Kekerasan praktik budaya menurut Johan Galtung Gejala inilah yang oleh Galtung (dalam Santoso, 2002. 183-184) disebut dengan kekerasan budaya Kekerasan budaya mengacu pada aspek-aspek budaya, yaitu ruang simbolik keberadaan manusia, seperti agama dan ideologi, bahasa dan seni, yang dapat dipakai untuk menjustifikasi atau melegitimasi (baca: mensahkan) kekerasan langsung atau kekerasan struktural. Di tanah papua pada 7 Desember 2000 pagi sekelompok orang tak dikenal menyerang sebuah pos polisi di Abepura, menewaskan dua aparat dan seorang satpam dan membuat beberapa toko terbakar. Polisi kemudian melakukan operasi sweeping ke asrama-asrama mahasiswa. Mereka menahan lebih dari 100 mahasiswa, dan menyiksa para tahanan sehingga menyebabkan banyak tahanan menderita luka dan tiga tahanan meninggal. Komnas HAM menemukan bahwa telah terjadi penyiksaan, eksekusi sewenang-wenang, dan penyerangan. Komnas HAM memberikan rekomendasi agar menuntut 25 aparat kepolisian, 21 orang yang terlibat langsung dalam kekerasan dan empat orang sebagai pihak yang memiliki tanggung jawab komando.

Indonesia telah mengamankan keanggotaannya di Dewan Hak Asasi Manusia PBB dan Dewan Keamanan PBB, dan juga menyetujui Perjanjian Internasional mengenai Hak-hak Sipil dan Politik (the International Covenant on Civil and Political Rights) dan Konvenan Internasional mengenai Hak-hak Ekonomi, Sosial dan Budaya (the International Convenant on Economic, Social and Cultural Rights) pada tahun 2006. Pada kenyataannya, kasus Papua memperlihatkan terbatasnya ruang yang diberikan untuk melaksanakan hak-hak tersbut.

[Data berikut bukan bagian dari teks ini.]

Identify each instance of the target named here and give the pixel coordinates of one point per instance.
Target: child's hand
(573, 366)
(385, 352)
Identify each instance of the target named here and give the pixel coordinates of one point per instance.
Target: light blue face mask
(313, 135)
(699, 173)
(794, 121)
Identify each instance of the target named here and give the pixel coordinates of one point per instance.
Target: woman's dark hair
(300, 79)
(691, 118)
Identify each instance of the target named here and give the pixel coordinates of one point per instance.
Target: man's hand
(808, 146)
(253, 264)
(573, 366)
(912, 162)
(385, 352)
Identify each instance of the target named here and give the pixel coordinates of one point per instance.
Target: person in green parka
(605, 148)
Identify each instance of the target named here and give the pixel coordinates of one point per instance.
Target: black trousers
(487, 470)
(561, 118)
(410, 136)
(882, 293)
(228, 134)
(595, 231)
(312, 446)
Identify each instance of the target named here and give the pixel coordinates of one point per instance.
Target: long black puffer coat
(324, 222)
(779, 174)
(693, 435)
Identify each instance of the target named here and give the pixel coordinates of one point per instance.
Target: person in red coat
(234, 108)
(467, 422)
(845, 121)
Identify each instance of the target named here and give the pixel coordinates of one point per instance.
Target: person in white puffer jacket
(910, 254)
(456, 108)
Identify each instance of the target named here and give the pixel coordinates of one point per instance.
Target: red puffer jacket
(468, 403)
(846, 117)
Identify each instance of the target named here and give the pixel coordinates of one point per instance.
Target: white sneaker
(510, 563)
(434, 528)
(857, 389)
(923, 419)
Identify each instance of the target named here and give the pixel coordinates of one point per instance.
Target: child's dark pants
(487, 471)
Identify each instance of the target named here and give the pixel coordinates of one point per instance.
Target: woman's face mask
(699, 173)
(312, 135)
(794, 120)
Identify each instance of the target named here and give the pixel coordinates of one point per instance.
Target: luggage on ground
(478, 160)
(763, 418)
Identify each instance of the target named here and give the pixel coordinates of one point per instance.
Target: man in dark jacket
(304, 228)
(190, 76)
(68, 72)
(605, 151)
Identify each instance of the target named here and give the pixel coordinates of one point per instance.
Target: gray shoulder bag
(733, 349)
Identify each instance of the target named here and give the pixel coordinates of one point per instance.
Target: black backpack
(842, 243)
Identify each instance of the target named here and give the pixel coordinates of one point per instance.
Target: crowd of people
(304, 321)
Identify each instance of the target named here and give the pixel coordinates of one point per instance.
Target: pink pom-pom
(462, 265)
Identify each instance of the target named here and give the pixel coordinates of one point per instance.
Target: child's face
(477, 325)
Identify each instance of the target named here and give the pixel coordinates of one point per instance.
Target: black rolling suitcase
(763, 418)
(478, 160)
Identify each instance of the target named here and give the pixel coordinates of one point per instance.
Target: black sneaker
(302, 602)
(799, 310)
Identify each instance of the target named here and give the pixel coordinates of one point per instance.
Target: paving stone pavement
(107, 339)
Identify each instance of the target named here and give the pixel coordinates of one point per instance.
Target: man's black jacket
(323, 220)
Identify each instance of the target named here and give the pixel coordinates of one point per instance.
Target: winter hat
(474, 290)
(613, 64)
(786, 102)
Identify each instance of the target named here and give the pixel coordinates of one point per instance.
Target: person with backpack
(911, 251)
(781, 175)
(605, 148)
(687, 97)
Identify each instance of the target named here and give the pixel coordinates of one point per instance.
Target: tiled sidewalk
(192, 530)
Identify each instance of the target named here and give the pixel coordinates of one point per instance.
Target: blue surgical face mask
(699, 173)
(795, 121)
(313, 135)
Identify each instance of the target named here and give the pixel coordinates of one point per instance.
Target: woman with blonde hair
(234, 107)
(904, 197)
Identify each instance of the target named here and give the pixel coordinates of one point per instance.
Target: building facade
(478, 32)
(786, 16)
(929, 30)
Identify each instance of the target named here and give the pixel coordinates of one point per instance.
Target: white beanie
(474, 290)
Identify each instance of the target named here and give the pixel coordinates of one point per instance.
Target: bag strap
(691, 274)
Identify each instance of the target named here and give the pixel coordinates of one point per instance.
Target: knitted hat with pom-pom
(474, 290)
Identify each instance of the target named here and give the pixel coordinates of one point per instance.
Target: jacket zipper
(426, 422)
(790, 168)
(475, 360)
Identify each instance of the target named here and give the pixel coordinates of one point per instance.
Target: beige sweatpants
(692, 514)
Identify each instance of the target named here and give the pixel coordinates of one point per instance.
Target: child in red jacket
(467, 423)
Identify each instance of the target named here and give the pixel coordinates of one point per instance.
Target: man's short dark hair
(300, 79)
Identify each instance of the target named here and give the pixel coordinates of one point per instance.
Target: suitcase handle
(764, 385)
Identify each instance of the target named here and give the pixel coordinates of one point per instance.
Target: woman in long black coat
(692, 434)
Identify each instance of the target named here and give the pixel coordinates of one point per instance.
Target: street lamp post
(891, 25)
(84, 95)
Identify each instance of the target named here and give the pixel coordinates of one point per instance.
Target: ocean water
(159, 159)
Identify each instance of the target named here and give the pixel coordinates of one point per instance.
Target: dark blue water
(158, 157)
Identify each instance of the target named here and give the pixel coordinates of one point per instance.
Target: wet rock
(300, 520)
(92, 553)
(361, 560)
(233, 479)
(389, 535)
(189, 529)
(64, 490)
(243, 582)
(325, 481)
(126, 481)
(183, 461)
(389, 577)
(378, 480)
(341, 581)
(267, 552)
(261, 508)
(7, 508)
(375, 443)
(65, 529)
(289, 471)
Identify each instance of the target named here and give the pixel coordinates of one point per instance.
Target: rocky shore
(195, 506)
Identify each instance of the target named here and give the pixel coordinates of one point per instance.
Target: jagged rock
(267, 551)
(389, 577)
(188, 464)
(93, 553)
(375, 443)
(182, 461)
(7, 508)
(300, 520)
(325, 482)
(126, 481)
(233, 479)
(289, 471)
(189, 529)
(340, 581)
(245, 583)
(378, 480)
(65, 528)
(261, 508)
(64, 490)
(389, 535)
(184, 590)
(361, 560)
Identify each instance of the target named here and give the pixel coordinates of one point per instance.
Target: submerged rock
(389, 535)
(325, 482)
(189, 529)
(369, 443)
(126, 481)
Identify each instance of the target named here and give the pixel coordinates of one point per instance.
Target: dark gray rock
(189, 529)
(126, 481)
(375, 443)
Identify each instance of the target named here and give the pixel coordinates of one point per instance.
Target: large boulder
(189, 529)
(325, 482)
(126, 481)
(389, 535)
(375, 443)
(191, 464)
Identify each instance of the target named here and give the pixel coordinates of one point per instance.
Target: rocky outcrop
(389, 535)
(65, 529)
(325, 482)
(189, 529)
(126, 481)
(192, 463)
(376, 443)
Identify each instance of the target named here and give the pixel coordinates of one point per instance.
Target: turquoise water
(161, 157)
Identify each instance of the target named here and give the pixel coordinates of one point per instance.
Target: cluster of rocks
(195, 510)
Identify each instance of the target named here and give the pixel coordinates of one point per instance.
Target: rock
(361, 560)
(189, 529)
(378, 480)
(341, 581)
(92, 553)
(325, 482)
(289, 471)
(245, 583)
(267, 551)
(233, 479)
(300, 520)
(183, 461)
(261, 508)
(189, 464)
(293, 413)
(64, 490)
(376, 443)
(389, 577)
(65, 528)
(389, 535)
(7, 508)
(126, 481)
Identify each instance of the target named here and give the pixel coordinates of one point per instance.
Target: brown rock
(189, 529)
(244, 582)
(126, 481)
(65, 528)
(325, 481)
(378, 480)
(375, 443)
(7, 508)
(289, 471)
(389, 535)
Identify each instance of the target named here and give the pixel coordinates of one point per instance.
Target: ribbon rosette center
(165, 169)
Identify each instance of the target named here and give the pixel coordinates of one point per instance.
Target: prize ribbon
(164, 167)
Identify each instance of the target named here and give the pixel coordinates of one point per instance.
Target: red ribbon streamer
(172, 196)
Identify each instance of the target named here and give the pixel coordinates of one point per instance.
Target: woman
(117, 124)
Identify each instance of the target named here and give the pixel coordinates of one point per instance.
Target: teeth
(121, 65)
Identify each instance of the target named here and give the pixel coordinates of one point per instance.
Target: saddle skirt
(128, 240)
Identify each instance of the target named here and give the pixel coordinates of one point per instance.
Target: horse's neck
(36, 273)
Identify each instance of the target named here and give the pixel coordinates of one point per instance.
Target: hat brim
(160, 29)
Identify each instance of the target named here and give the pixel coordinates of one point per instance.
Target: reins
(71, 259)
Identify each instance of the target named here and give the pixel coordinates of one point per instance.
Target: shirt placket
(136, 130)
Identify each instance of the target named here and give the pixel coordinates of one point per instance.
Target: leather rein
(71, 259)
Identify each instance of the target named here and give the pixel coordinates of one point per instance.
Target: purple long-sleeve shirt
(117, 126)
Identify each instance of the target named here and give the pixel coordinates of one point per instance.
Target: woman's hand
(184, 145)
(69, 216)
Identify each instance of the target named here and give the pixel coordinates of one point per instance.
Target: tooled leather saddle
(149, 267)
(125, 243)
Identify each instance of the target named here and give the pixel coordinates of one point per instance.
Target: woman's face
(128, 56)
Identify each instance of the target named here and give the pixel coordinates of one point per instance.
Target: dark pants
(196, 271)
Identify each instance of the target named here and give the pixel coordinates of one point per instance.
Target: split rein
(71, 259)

Para wartawan lokal menyatakan bahwa kebebasan bagi mereka berarti adanya kebebasan untuk mengungkapkan fakta-fakta tanpa adanya tekanan dari para pihak yang berkuasa. Melalui pernyataan dari indonesia kasus kekerasan budaya yang terjadi di papua lebih fokusnya kepada MIFFE. Dengan adanya potensi yang dimiliki oleh willaya papua dalam sektor petanian merupakan ketertarikan investasi yang terjadi sehingga menimbulkan pegaruh antara kepentingan berpolitikan negara indonesia yang melakukan kebijakan dengan membuat sebuah mega-proyek. Lebih dari sejuta hektar direncanakan menjadi perkebunan atau lahan pertanian bersifat industri, yang menjadi ancaman bagi rakyat maupun lingkungan hidup di Papua selatan. Perusahaan Indonesia maupun asing sudah mengklaim lahannya masing-masing. Politik identitas terjadi dalam artian bahwa pada awalnya kekuasaan mereka yang mempersatukan mereka adalah alam, budaya, simbolis, bahasa, yang dapat di terapkan dan menjadikan bagian dari budaya hidup masyarakat papua. Di alam papua memiliki tempat-tempat yang dio huni berbagai suku, Para tetua di desa-desa semua khawatir mengenai kelanjutan tradisi adat mereka seiring dengan meningkatnya jumlah pemuda yang pindah ke kota. Para tetua mengeluh bukan karena para pemuda pindah ke kota untuk belajar, tetapi lebih pada pemuda yang menganggur atau tidak mempunyai pekerjaan. Pemuda seperti itu, menurut para tetua, harus tinggal dan bekerja di desa, memelihara kebun mereka sebagai masyarakat subsisten. Kelompok pemuda tersebut tidak ikut serta dalam ritual-ritual adat tradisional karena mereka merasa bahwa itu sudah ketinggalan jaman, tetapi mereka tidak dapat ikut serta dalam modernisasi juga karena mereka tidak mempunyai kapasitasnya.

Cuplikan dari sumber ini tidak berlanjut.